Metadata-Version: 2.3
Name: persidict
Version: 0.36.3
Summary: Simple persistent key-value store for Python. Values are stored as files on a disk or as S3 objects on AWS cloud.
Keywords: persistence,dicts,distributed,parallel
Author: Vlad (Volodymyr) Pavlov
Author-email: Vlad (Volodymyr) Pavlov <vlpavlov@ieee.org>
License: MIT
Classifier: Development Status :: 3 - Alpha
Classifier: Intended Audience :: Developers
Classifier: Intended Audience :: Science/Research
Classifier: Programming Language :: Python
Classifier: Programming Language :: Python :: 3
Classifier: License :: OSI Approved :: MIT License
Classifier: Operating System :: OS Independent
Classifier: Topic :: Software Development :: Libraries
Classifier: Topic :: Software Development :: Libraries :: Python Modules
Requires-Dist: parameterizable
Requires-Dist: lz4
Requires-Dist: joblib
Requires-Dist: numpy
Requires-Dist: pandas
Requires-Dist: jsonpickle
Requires-Dist: deepdiff
Requires-Dist: boto3 ; extra == 'aws'
Requires-Dist: boto3 ; extra == 'dev'
Requires-Dist: moto ; extra == 'dev'
Requires-Dist: pytest ; extra == 'dev'
Requires-Python: >=3.10
Project-URL: Homepage, https://github.com/pythagoras-dev/persidict
Provides-Extra: aws
Provides-Extra: dev
Description-Content-Type: text/markdown

# persidict

Simple persistent dictionaries for distributed applications in Python.

## 1. What Is It?

`persidict` offers a simple persistent key-value store for Python. 
It saves the content of the dictionary in a folder on a disk 
or in an S3 bucket on AWS. Each value is stored as a separate file / S3 object.
Only text strings or sequences of strings are allowed as keys.

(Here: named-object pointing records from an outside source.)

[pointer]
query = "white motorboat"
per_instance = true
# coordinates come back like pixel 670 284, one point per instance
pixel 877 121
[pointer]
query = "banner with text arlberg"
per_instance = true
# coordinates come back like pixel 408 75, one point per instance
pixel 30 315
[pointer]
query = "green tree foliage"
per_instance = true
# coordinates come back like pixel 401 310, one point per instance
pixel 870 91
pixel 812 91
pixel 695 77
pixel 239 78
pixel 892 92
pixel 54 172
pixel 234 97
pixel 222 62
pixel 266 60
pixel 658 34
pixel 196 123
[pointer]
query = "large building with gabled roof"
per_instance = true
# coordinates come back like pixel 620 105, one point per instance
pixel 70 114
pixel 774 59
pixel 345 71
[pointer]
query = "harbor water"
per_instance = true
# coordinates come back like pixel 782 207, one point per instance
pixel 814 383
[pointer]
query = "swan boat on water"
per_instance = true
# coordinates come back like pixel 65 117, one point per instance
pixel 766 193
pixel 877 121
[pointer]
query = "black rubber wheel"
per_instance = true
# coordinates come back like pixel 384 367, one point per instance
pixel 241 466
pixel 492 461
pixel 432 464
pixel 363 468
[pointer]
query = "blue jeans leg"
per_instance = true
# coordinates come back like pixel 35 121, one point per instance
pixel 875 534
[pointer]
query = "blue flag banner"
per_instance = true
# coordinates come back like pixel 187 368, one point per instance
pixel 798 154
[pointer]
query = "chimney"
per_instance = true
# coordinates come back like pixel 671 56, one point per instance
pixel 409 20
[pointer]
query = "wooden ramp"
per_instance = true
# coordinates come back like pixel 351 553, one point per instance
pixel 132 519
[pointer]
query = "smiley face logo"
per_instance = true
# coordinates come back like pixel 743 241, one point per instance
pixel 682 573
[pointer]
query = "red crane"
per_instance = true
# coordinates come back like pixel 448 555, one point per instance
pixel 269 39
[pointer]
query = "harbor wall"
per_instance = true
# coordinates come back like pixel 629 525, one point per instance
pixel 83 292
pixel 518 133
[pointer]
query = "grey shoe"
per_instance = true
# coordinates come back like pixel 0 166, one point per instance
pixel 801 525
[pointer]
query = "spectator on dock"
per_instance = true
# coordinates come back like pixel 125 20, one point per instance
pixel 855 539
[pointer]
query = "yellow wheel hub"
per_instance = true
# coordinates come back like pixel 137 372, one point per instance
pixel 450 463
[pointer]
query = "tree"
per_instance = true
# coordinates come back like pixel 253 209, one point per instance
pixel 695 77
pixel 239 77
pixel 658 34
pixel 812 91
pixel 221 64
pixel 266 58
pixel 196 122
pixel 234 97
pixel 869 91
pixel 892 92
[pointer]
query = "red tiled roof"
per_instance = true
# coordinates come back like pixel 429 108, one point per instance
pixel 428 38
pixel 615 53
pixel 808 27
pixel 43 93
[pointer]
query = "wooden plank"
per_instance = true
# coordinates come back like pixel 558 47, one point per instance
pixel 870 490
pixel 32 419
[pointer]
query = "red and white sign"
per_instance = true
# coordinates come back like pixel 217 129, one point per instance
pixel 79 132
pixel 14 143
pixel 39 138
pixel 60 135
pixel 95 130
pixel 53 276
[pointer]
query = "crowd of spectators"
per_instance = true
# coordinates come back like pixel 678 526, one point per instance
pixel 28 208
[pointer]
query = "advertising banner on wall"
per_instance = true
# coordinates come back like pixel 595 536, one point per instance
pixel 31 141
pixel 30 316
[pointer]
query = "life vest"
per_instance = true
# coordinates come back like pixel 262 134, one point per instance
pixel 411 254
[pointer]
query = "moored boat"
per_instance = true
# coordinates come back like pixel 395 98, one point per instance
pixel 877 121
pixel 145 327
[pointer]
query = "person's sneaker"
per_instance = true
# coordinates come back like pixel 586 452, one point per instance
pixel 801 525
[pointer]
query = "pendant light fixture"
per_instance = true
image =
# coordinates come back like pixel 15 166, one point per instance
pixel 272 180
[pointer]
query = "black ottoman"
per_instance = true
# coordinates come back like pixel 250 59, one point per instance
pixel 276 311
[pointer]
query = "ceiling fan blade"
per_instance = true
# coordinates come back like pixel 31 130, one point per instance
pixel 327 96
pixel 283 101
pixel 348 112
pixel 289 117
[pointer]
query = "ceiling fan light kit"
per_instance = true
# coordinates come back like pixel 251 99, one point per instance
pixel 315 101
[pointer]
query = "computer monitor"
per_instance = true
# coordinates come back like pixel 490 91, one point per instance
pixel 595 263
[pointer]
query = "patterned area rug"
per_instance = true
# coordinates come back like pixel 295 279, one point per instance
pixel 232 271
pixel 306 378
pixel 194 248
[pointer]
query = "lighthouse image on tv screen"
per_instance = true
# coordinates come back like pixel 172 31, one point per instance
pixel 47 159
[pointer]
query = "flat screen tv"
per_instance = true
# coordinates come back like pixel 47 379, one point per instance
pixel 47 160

Unlike other persistent dictionaries (e.g. Python's native `shelve`), 
`persidict` is designed for use in highly **distributed environments**, 
where multiple instances of a program run concurrently across many machines,
accessing the same dictionary via a shared storage.

## 2. Features
* **Persistent Storage**: Save dictionaries to the local filesystem 
(`FileDirDict`) or AWS S3 (`S3Dict`).
* **Standard Dictionary API**: Use persidict objects like standard 
Python dictionaries with methods like `__getitem__`, `__setitem__`, 
`__delitem__`, `keys`, `values`, `items`, etc.
* **Distributed Computing Ready**: Designed for concurrent access 
in distributed environments.
* **Flexible Serialization**: Store values as pickles (`pkl`), 
JSON (`json`), or plain text.
* **Type Safety**: Optionally enforce that all values in a dictionary are 
instances of a specific class.
* **Advanced Functionality**: Includes features like write-once dictionaries, 
timestamping of entries, and tools for handling file-system-safe keys.

## 3. Usage

### 3.1 Storing Data on a Local Disk

The `FileDirDict` class saves your dictionary to a local folder. 
Each key-value pair is stored as a separate file.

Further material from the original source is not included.